DivEMT: 神经机器翻译 (DivEMT: Neural Machine Translation Post-Editing Effort Across Typologically Diverse Languages) - 专知论文

会员服务 ·

0

NMT · Machine Translation · 多样性 · 情景 · 控制器 ·

2022 年 10 月 18 日

DivEMT: Neural Machine Translation Post-Editing Effort Across Typologically Diverse Languages

翻译：DivEMT: 神经机器翻译

Gabriele Sarti,Arianna Bisazza,Ana Guerberof Arenas,Antonio Toral

from arxiv, EMNLP 2022, materials: https://github.com/gsarti/divemt

We introduce DivEMT, the first publicly available post-editing study of Neural Machine Translation (NMT) over a typologically diverse set of target languages. Using a strictly controlled setup, 18 professional translators were instructed to translate or post-edit the same set of English documents into Arabic, Dutch, Italian, Turkish, Ukrainian, and Vietnamese. During the process, their edits, keystrokes, editing times and pauses were recorded, enabling an in-depth, cross-lingual evaluation of NMT quality and post-editing effectiveness. Using this new dataset, we assess the impact of two state-of-the-art NMT systems, Google Translate and the multilingual mBART-50 model, on translation productivity. We find that post-editing is consistently faster than translation from scratch. However, the magnitude of productivity gains varies widely across systems and languages, highlighting major disparities in post-editing effectiveness for languages at different degrees of typological relatedness to English, even when controlling for system architecture and training data size. We publicly release the complete dataset including all collected behavioral data, to foster new research on the translation capabilities of NMT systems for typologically diverse languages.
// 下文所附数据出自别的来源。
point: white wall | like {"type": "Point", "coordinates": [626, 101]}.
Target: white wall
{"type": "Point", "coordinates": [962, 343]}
翻译：我们引入了DivEMT, 这是针对一组类型多样的目标语言的首个公开的神经机器翻译(NMT)编辑后编辑研究。我们使用严格控制的设置, 18个专业翻译被指示将同一套英文文件翻译或编辑后译成阿拉伯文、荷兰文、意大利文、土耳其文、乌克兰文和越南文。在此期间, 他们的编辑、键盘、编辑时间和暂停记录了记录, 使得能够对国家神经机器翻译质量和编辑后效果进行深入、跨语种评估。我们使用这一新数据集, 评估两种最先进的NMT系统( Google Translate 和多语种的 mBART-50 模型)对翻译生产率的影响。我们发现, 编辑后这一套英文文件总是比从零开始翻译的速度要快。然而, 各个系统和语言在编辑后提高生产率的程度差异很大, 突出与英文不同程度的语文在编辑后的有效性方面存在重大差异, 即使在控制系统结构和培训数据大小时。我们公开发布完整的数据集, 包括所有收集的行为数据数据数据,, 以促进对NMT系统不同类型翻译能力进行新的研究。

0

相关内容

NMT

计算机科学课程与视频课件合集，Computer Science courses with video lectures

计算机科学课程与视频课件合集，Computer Science courses with video lectures

专知会员服务

37+阅读 · 2022年1月24日

【医学图像处理中的因果性】52页ppt，Causality Matters in Medical Imaging

【医学图像处理中的因果性】52页ppt，Causality Matters in Medical Imaging

专知会员服务

60+阅读 · 2020年3月14日

【新书：机器学习简介】《A Concise Introduction to Machine Learning》by A.C. Faul (CRC 2019)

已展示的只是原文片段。